Ni una más non è una storia vera, ma presenta diverse analogie con la vera storia di Daisy Coleman e Chanel Miller (raccontata anche dal documentario Audrie & Daisy, disponibile su Netflix).

 

Daisy Coleman ha affermato di essere stata violentata dal diciassettenne Matthew Barnett durante una festa in casa a Maryville, nel Missouri, quando aveva solo 14 anni. Il suo calvario ha fatto notizia a livello nazionale quando, nel 2012, ha deciso di parlarne pubblicamente. Ma il caso di violenza sessuale contro Barnett è stato successivamente archiviato, col ragazzo dichiaratosi colpevole di un'accusa minore, dopo aver affermato che il rapporto era stato consensuale.

 

Coleman ha successivamente fondato l'organizzazione no-profit SafeBae (Before Someone Else) per aiutare a contrastare le violenze sessuali nelle scuole.
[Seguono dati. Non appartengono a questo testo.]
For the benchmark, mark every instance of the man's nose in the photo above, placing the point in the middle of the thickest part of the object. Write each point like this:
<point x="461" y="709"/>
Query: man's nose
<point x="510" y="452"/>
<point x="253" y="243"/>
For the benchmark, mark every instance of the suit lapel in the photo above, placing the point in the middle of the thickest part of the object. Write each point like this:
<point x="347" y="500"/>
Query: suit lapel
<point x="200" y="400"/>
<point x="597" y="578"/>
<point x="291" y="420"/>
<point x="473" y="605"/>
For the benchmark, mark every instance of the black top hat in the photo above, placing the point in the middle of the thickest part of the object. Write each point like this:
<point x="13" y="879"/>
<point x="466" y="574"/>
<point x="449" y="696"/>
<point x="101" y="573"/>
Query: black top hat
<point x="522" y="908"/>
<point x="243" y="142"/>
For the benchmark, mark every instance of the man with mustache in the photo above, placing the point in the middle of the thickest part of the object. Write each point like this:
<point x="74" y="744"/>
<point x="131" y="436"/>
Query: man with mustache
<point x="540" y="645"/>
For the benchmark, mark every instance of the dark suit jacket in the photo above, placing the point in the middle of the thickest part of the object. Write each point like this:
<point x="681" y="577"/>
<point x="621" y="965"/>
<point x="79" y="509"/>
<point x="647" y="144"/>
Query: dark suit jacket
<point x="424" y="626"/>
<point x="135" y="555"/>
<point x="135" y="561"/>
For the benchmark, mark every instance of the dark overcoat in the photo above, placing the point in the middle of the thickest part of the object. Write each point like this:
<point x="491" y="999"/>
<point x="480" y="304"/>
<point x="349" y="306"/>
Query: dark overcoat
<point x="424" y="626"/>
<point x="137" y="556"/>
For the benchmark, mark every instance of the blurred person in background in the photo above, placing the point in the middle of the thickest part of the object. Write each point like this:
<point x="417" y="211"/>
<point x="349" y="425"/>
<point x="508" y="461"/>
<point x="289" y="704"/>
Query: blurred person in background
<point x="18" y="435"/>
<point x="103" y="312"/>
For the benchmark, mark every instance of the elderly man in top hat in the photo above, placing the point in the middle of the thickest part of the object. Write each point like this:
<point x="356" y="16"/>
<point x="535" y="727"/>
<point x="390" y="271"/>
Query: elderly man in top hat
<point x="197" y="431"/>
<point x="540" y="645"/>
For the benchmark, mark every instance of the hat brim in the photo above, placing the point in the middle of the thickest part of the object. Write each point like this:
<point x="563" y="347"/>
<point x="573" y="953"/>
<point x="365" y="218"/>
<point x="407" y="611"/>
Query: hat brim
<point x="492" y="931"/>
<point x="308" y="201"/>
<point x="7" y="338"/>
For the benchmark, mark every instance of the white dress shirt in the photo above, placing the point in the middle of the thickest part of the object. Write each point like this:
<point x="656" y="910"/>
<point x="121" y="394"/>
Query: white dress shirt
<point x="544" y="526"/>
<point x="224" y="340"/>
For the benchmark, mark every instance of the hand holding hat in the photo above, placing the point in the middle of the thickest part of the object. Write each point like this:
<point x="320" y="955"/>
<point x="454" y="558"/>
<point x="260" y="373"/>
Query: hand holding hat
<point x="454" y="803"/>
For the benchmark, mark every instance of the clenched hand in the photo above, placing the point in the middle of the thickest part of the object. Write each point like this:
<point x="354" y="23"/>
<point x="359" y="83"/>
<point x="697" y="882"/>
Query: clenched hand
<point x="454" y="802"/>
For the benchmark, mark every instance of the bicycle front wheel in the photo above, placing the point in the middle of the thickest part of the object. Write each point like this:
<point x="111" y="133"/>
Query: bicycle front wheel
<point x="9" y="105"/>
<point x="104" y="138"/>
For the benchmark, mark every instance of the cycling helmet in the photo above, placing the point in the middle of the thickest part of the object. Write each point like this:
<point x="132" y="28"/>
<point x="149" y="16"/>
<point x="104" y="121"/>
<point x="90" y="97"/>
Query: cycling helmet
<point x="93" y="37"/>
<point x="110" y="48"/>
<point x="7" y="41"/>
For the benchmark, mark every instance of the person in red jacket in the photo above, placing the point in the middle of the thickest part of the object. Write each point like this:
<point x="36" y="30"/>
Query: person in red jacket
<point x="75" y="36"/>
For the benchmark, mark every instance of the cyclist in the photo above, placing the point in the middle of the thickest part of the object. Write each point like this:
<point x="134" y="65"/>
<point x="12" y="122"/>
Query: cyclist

Ma nel 2020, quattro mesi dopo la morte della mamma Melinda, si è tolta la vita.

 

Chanel Miller, invece, un'aggressione sessuale l'ha subita quando aveva 22 anni. Brock Turner la assalì nel 2015, durante al festa di una confraternita della Stanford University. Condannato a sei mesi di pregione per aver cercato di violentarla mentre si trovava in condizioni di incoscienza, scontò metà condanna e gli fu poi concessa la libertà vigilata. Chanel Miller ha continuato a raccontare la sua storia pubblicando un’autobiografia, intitolata Know My Name.